People often think cybersecurity is black magic. They also think that to be good at security, you have to know a lot about everything and be a black-belt computer wizard. This was a problem we encountered and had to tackle early on at Syndis, from which Adversary spun-out.
Iceland is a small rock in the middle of the Atlantic ocean. With a population of roughly 360,000 people, it barely has more residents than Honolulu, Hawaii. Yet it’s a republic, with everything needed to be as self-sustainable as possible. Everything from health care, a power grid, government, financial institutions, you name it. Historically, Iceland has faced few threats, due to its isolated location. You had to sail for a long time to even get to the island. But times have changed. Now all layers of society have to be concerned with security in some way or another.
We had an existential problem on our hands: At that time, we had 4 people on staff, nowhere near enough to meet the demand for our services. But there was no talent pool to hire from. What do you do? Try to compete with big tech firms abroad for talent and pay salaries that far exceed the local ones? That’s very unsustainable and would at best be a short-term fix. Besides, the shortage of security professionals is a global problem. So that’s a no-go.
We had only one option: Put in significant effort short-term to grow and foster a new generation of security engineers.
Through our cooperation with Reykjavik University, we doubled down on our commitment to teach the annual security course through our co-founder Ymir Vigfusson. We then went on to build the early version of Adversary, teaching the fundamentals of the OWASP Top 10 and how to hack.
Despite it not helping in the short-term, a long-term play would be better than simply doing nothing. Luckily, we quickly saw that the course attracted highly talented students who would turn out to be able to go into security straight after school and start to address this societal problem of a lack of security professionals.
As we did this over the years, while also teaching companies that wanted similar training in-house, we made an observation that really changed our core beliefs about “security people”. We thought the people who would end up going into critical security jobs would be people that also identified themselves as “security experts”, or “security enthusiasts” already. You may recognize this as a bit of a chicken and egg problem, given the problem statement.
Instead, we observed that when following up on corporate training sessions, we observed that for a subset of the people we taught, they had then gone onto doing more training and would be on a path to become an internal security employee. That’s cool! We empowered people. But who were they? Here are the traits we recognized them having:
And as we grew the Syndis team from 4 people, to now 10, we’ve seen a disturbingly similar pattern. The people who we would take on and turned out to be our best people, were people who were solid computer science people to begin with. They also exuded eagerness, curiosity, and were excited by the challenges given to them.

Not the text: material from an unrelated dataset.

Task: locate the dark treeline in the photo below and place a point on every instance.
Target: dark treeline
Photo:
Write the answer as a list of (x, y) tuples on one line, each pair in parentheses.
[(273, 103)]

The data really spoke for itself every time we dug into it. Talented security engineers are not special by any means. There’s a potential security engineer all around us. For us as “security experts”, it was a lesson in humility. We were not inherently that special.
The predicate for developing into a security professional that can help the community protect against the bad guys, was simply giving good engineers the opportunity to learn this “black magic” (indeed, realizing it’s not black magic), and empower them to pursue it.
Since then, we have been engaging all levels of society with Adversary. From 9th grade school classes, to engineers with more years of professional experience than I have been alive. And every time we see the pattern emerge. People have fun learning and a subset of people can’t get enough of it. The challenge is intoxicating and it makes them realize that there’s a huge opportunity for them to enter the field of security.
For companies this is an untapped resource that is critical to be able to tackle the security challenges they face. By using Adversary, companies are not only able to train their staff on the most common security challenges that the world faces in terms of secure coding. It’s far more profound than that. In a world where security professionals come at a premium and are difficult to retain, it is a losing game to try to outbid the market.
Rather, companies are starting to identify and empower their staff. They are finding the “sleeper” security champions in their midst and they are empowering them to enter the world of magic. These people not only become hugely valuable in terms of the skill-set they develop, but they will, through their curiosity and eagerness, show the world around them just what security is about and shine a light on it. They will go on to show their peers that it’s not black magic and help empower the teams they work on to not be paralyzed by security. Instead, they will tackle it head on, and do their part in growing a culture where security is a core tenant, one that everybody is a party to. Because security is only difficult as a result of the difficulty we (incorrectly) attributed to it.
By recognizing your security champion within your organization you have identified key employees who can play an important role between the development team and the security team.